Notebook 2 Genomics Lab

# Notebook 2 Genomics Lab ## Get genome data of Brucella suis. Get the genome file from NCBI and use the code modified to analyze it. GC percent is 0.572513 Size is 3315175 Config Count is 2 Strain is 1330 ## Get raw data of Brucella suis. Click sequence data number after finding it. Click the run code. Using `fastq-dump` to download it. Using `fastq-dump -X 3 –Z SRRnumber` to check it. Using ``` fastq-dump -X 3 -–split-3 --skip-technical --readids --read-filter pass --dumpbase --clip -Z SRRnumber ``` to check it in two parts. Use `fastq-dump -–split-3 --skip-technical --readids --read-filter pass -- dumpbase --clip -v --fasta default --outdir ~/lab_02 SRR#######` to download it.
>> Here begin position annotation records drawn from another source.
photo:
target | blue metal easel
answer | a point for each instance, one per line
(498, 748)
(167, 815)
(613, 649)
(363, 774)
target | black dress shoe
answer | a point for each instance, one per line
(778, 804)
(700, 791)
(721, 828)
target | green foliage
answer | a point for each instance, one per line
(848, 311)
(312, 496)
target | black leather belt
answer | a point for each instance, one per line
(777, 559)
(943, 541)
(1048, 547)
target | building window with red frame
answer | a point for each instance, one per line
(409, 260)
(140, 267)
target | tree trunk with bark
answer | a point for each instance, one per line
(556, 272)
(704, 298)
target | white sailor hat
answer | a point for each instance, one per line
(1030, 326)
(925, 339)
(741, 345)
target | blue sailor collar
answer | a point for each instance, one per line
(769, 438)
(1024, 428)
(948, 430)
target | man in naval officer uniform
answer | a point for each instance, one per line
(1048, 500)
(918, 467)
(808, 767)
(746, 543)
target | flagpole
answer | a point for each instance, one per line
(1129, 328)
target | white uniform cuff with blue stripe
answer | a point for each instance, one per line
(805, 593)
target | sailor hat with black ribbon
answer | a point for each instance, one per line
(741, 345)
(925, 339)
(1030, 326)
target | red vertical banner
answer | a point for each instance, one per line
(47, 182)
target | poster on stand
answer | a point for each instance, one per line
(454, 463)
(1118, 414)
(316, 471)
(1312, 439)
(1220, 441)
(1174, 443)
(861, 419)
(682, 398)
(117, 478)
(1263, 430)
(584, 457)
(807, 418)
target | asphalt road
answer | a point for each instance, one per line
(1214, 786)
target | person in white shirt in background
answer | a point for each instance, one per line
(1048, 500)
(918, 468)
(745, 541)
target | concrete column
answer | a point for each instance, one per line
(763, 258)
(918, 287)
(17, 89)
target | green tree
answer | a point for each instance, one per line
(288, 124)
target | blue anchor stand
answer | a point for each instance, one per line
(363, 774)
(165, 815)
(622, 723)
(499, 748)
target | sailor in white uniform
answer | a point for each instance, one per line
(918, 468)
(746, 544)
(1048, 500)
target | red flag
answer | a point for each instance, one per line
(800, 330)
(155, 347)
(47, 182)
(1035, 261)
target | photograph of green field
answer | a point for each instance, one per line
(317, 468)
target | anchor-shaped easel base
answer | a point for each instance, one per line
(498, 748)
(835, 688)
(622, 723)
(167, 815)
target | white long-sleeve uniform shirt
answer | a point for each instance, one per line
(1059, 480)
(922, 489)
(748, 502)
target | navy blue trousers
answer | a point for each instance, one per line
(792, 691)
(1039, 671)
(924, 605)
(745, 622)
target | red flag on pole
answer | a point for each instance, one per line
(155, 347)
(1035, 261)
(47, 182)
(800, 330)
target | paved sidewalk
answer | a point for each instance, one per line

Use this to check 20 lines of the data to check it. ``` head -20 PATH/*.fastq ``` | Organism | SRA instrument record | SRA run number | Genome size (bp) | Estimated size | |:-------------:|:--------------------- |:-------------- |:---------------- |:-------------- | | P. fungorum | Illumina NovaSeq 6000 | SRR11022347 | 9,058,983 | 9,185,185 | | P. sprentiae | Illumina GA IIx | SRR3927471 | 7,829,542 | | | P. terrae | PacBio RS II | DRR322713 | 10,062,489 | | | P. xenovorans | Illumina HiSeq 2000 | SRR2889773 | 9,702,951 | | | Brucella suis | NextSeq 500 | SRR8550473 | 3,315,175 | Text | ## K-Mers The K I choose is 21. Use code like below to get the count file ``` jellyfish count -t 2 -C -s 1G -m 21 -o name.m21.count input_file ``` Use code like below to get the histo file ``` jellyfish histo -o name.m29.histo name.m29.count ``` Remove the count file. ``` rm name.m29.count ``` (Because of no memory, only use the histo file provided) ## Using R In R, `getwd()` gets the working directory. `setwd("/home/colbyid/directory_name/")` is an example of how to set directory. `name <- read.table("name.m29.histo", h=F, sep=" ")` it reads the specified file. `plot(name, type="l")` how you can plot the data. `plot(name[5:250,], type="l")` zoom in the plot to range between 5 to 250 x value. `name[150:180,]` how to get the data between 150 to 180 x value. `sum(name[5:nrow(name),1]*name[5:nrow(name),2])/154` occurence * concentration/highest x to get the approximate genome size.